YAY for YAEL Hurrah for Yael van der Wouden, whose glorious debut novel, The Safekeep, won the Women’s Prize for Fiction on Thursday night. Obviously I wouldn’t be so crude as to say you read it here first, but I might just note that it was our fiction book of the year for 2024.
If you haven’t heard me describe it enough, it’s an engrossing, claustrophobic novel set in the Dutch countryside in the early 1960s. A young woman tends the family home, long after her mother died and her brothers moved out. When her brother’s girlfriend comes to stay, odd things begin to happen…
It’s fresh out in paperback, in the nick of time. We have a big stack in the bookshop; if you live further afield, grab it from our website. Stick in another couple of paperbacks and you’ll get free delivery, anywhere in the UK.
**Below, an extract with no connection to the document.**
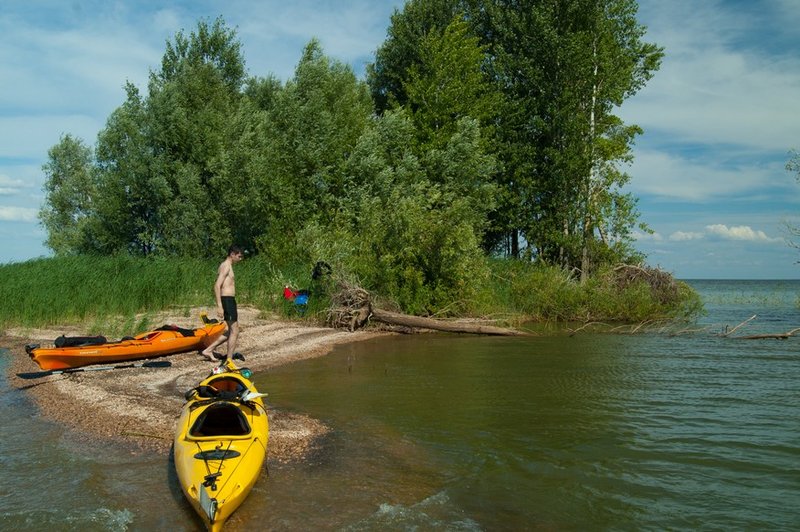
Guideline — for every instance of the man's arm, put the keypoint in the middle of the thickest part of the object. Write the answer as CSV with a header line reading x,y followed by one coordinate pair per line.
x,y
224,269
ONE OF THE QUESTIONS I’M MOST OFTEN ASKED — up there with “do you have this in paperback?”, “is there a toilet?” and the classic “can I leave a parcel for your neighbour?” — is “how do you choose the books that you stock?”.
I’ve written a little bit about this in the past, but I was grilled on this topic and others this week by Phoebe Morgan, a senior editor at Hodder & Stoughton, for her insightful newsletter The Honest Editor.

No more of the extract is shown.